Stochastic Oscillator, What is it?

Let’s discuss about another technical analysis, the stochastic. As you may be already aware, It is well known that stocks trader/investor always try to find the “holy grail technical analysis indicator” which is an indicator that can tell when to buy and sell the stocks with 100% accuracy. However, as far as I know, there is no such indicator so it is useless to try to find it. Therefore, it is better to utilize the available indicators instead to do the useless effort to find the “holy grail indicator. Also that, we still can try to improve the certainty by combining two or more of the available indicators so our gain will be optimum.

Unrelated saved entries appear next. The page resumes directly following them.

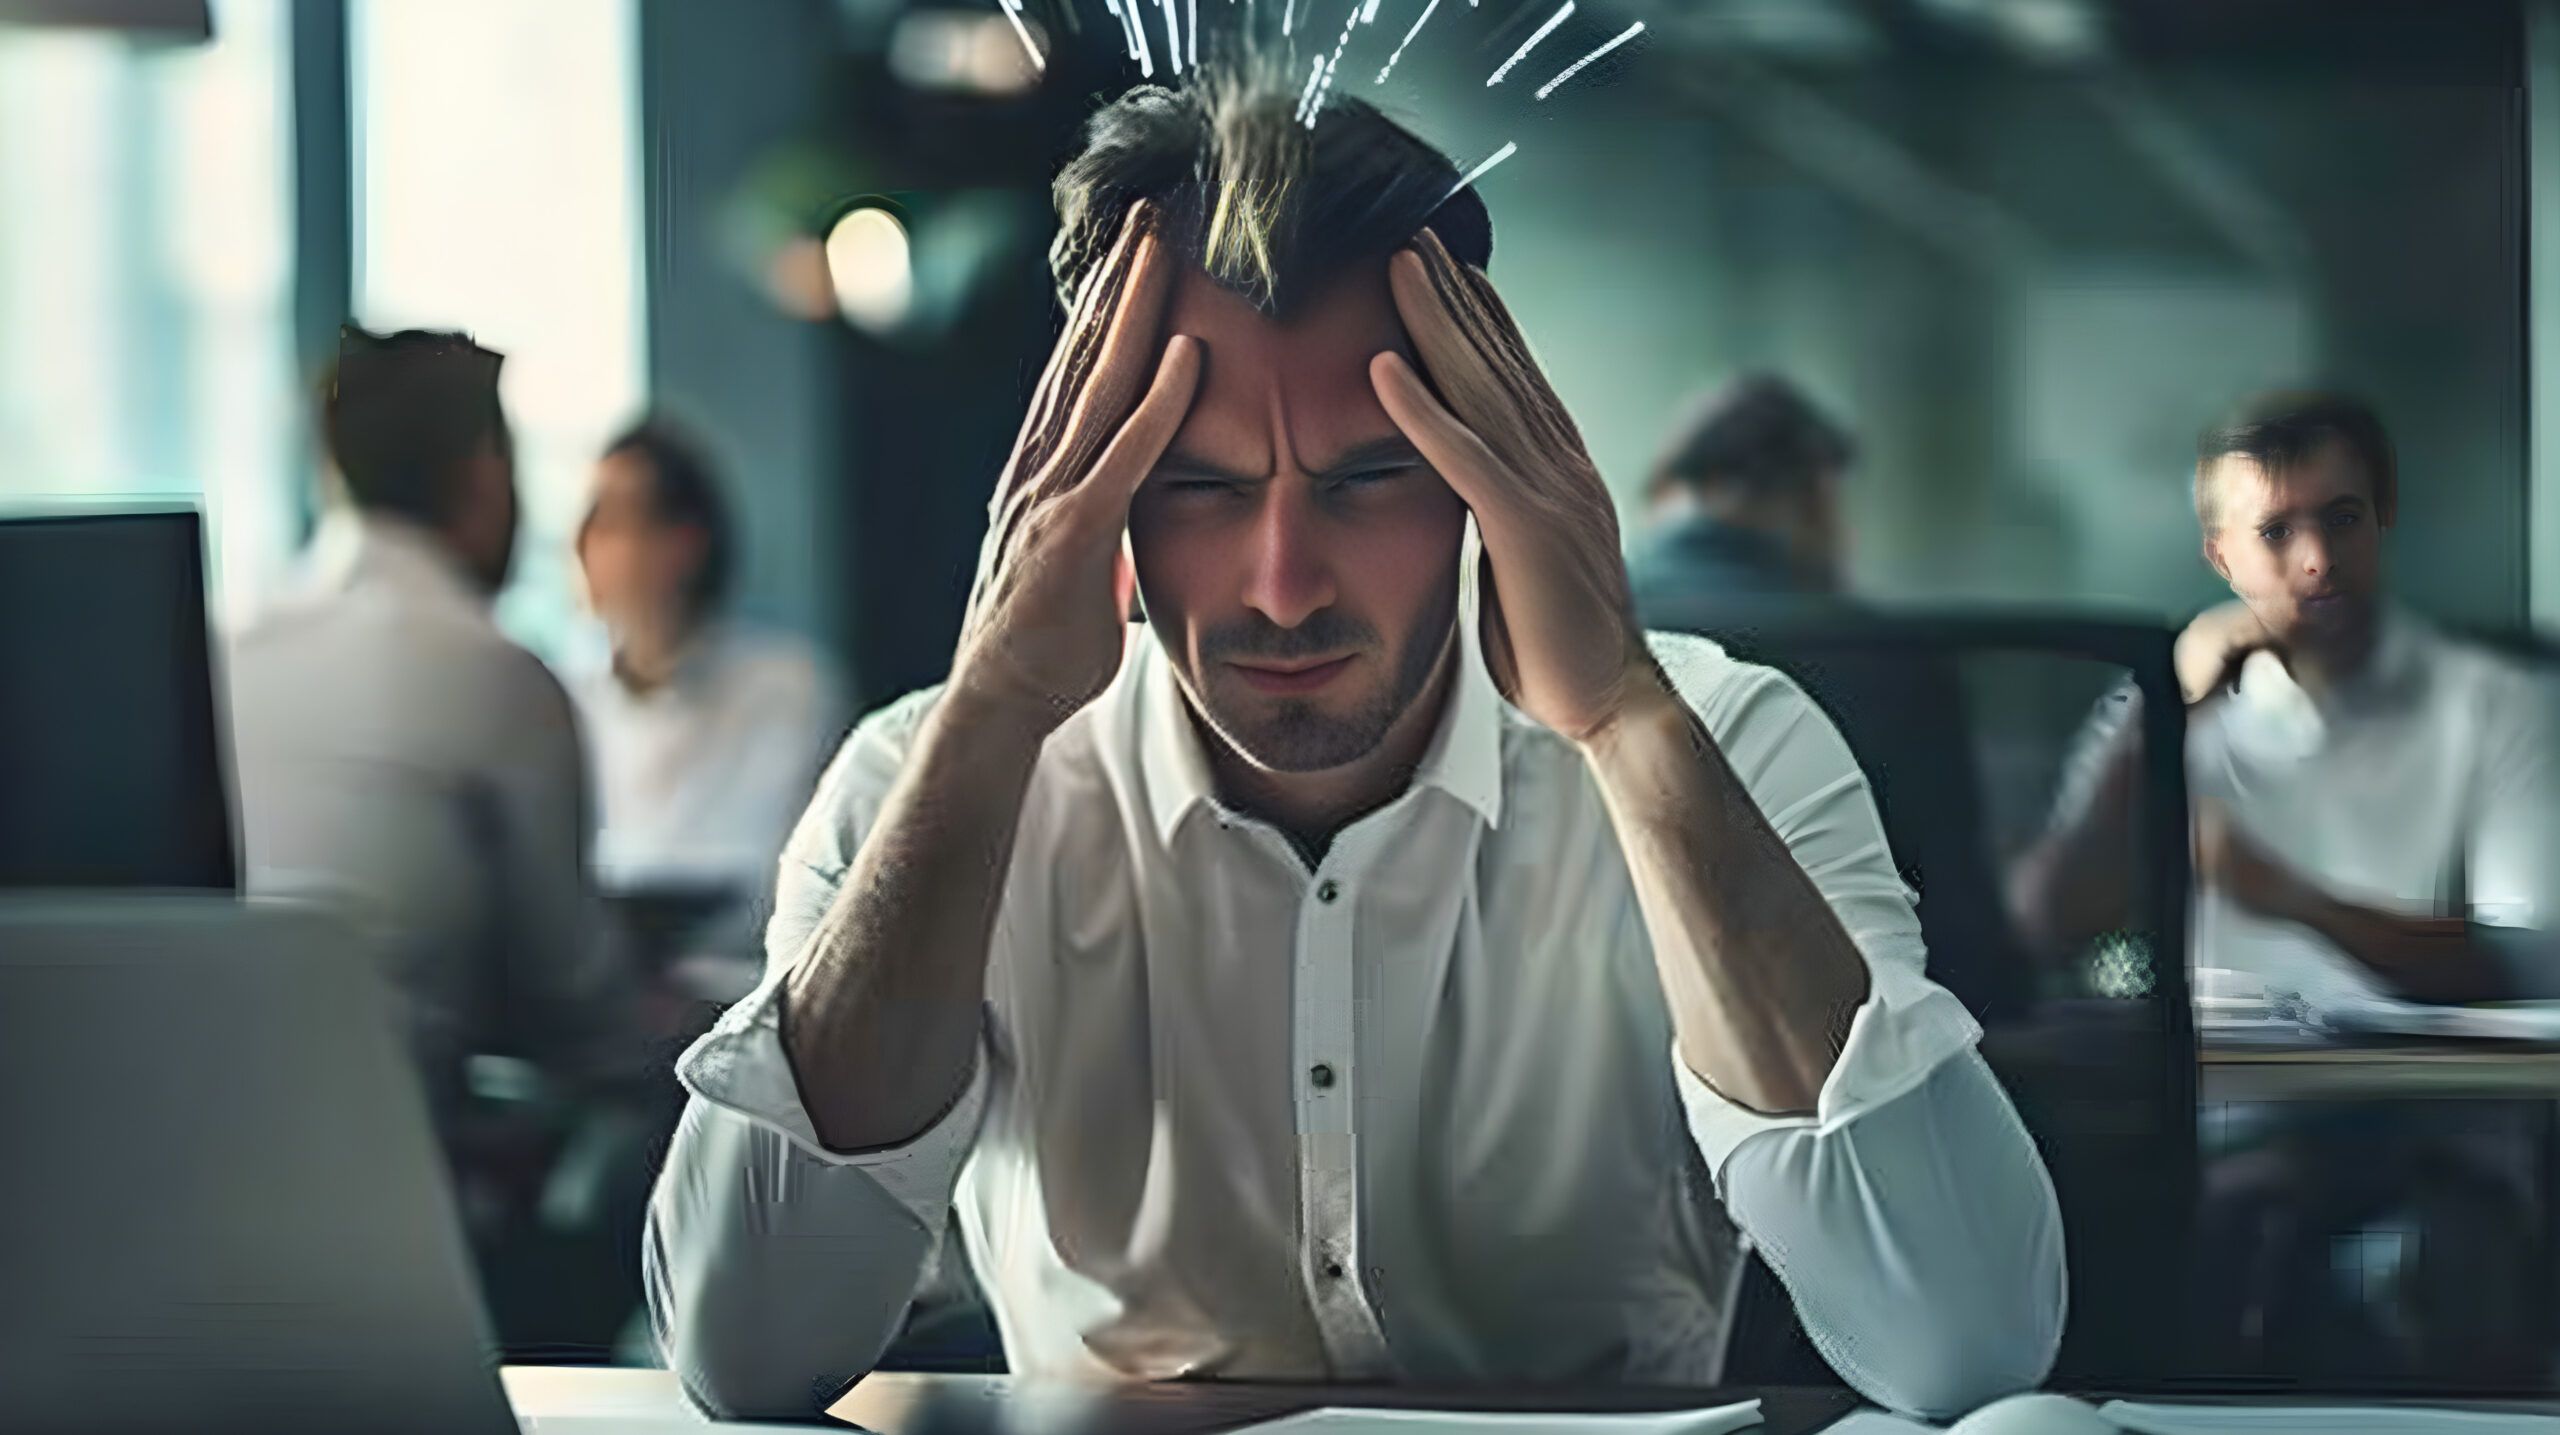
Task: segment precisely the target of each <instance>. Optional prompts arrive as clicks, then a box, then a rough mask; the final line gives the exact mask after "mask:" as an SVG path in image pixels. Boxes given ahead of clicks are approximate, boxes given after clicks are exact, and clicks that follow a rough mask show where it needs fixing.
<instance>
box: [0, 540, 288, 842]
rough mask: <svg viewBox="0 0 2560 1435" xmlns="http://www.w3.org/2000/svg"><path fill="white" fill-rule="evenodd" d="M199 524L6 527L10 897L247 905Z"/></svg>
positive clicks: (0, 656) (5, 618)
mask: <svg viewBox="0 0 2560 1435" xmlns="http://www.w3.org/2000/svg"><path fill="white" fill-rule="evenodd" d="M210 652H212V639H210V632H207V622H205V555H202V522H200V519H197V517H195V514H192V512H49V514H28V517H0V890H10V888H197V890H220V893H236V890H238V888H241V867H238V842H236V836H233V808H230V783H228V775H225V762H223V757H225V747H223V726H220V709H218V701H215V688H212V655H210Z"/></svg>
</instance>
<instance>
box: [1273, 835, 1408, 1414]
mask: <svg viewBox="0 0 2560 1435" xmlns="http://www.w3.org/2000/svg"><path fill="white" fill-rule="evenodd" d="M1354 911H1357V900H1354V890H1352V880H1349V875H1341V872H1339V870H1336V867H1334V862H1326V865H1324V867H1321V870H1318V872H1316V880H1313V882H1311V885H1308V888H1306V893H1303V895H1300V898H1298V946H1295V982H1293V1005H1295V1010H1293V1021H1290V1051H1293V1056H1295V1072H1293V1095H1295V1108H1298V1212H1300V1225H1298V1243H1300V1251H1298V1261H1300V1269H1303V1276H1306V1289H1308V1305H1311V1307H1313V1312H1316V1328H1318V1330H1321V1333H1324V1353H1326V1363H1329V1366H1331V1368H1334V1374H1336V1376H1385V1374H1393V1371H1390V1363H1388V1343H1385V1335H1382V1333H1380V1328H1377V1315H1375V1310H1372V1307H1370V1294H1367V1282H1364V1276H1362V1261H1359V1128H1357V1123H1354V1115H1352V1113H1354V1108H1357V1102H1354V1092H1357V1090H1359V1069H1357V1059H1354V1028H1352V1013H1354V964H1352V954H1354V934H1357V923H1354Z"/></svg>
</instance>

As you may already know, candlesticks patterns  are one of my favorite technical analysis indicators that have helped me to maximize the profit and to minimize the loss during my stocks trading venture. However, as I have mentioned before, one indicator is surely not enough since there is no such a “holly grail indicator”. Therefore, to increase the certainty, I need to combine the candlestick patterns with other available indicators. Two of my other favorite indicators are Volume and Stochastic Oscillator.

Stochastic Oscillator Technical Analysis

I have discussed about how volume can help to decide whether to buy or sell the stocks in this how to buy stocks blog. So, this time, let’s discuss about another one which is the stochastic oscillator. It is George Lane who introduce the Stochastic Oscillator as stocks trading/investing indicator. This indicator offers the useful information of stocks market which includes the buy signal, sell signal, overbought signal, and oversold signal.

Stochastic Oscillator describe the connection between the stocks closing price with its highest/lowest stocks price range. It is this connection which produce the buy signal, sell signal, overbought signal, and oversold signal. There are two-line signal in Stochastic Oscillator which are fast line (%K) and slow line (%D). For more understanding, let’s take a look at the fast line (%K) and slow line (%D) formula below:

Stochastic’s Fast Line (%K) Formula

%K = ((C-Ln)/(Hn-Ln)) x 100

with:

C = Closing Price during the trading day
Ln = Lowest Price during n period
Hn = Highest Price during n period
n = the intended watching period

Stochastic’s Smoothed Line (%D) Formula

%D = (3dƩ(C-Ln)/3dƩ(Hn-Ln)) x 100

with:

3dƩ = Total sum of three days
C = Closing Price during the trading day
Ln = Lowest Price during n period
Hn = Highest Price during n period
n = the intended watching period

As we can see from formulas above, the Smoothed Line (%D) is obtained by smoothing the Fast Line (%K) with 3 days period. Stochastic Oscillator is designed to oscillate between 0 and 100. There are two important line which are the 20 line and 80 line which acts as signal for overbought and oversold condition. So, in here, we have the fast line (%K), smoothed line (%D), 20 line, and 80 line. Indeed, it is these four lines which tells us the time to buy or sell the stocks.

We will learn how to utilize these four lines of Stochastic Oscillator to make money in stocks trading in the next article. For now, let’s just understand what is exactly the Stochastic Oscillator and how it is formed. This knowledge is important as basic to more understanding the use of Stochastic Oscillator as stocks trading/investing indicator which will be discussed in the next article.

 

Have a happy stocks trading day by utilizing the Stochastic everyone!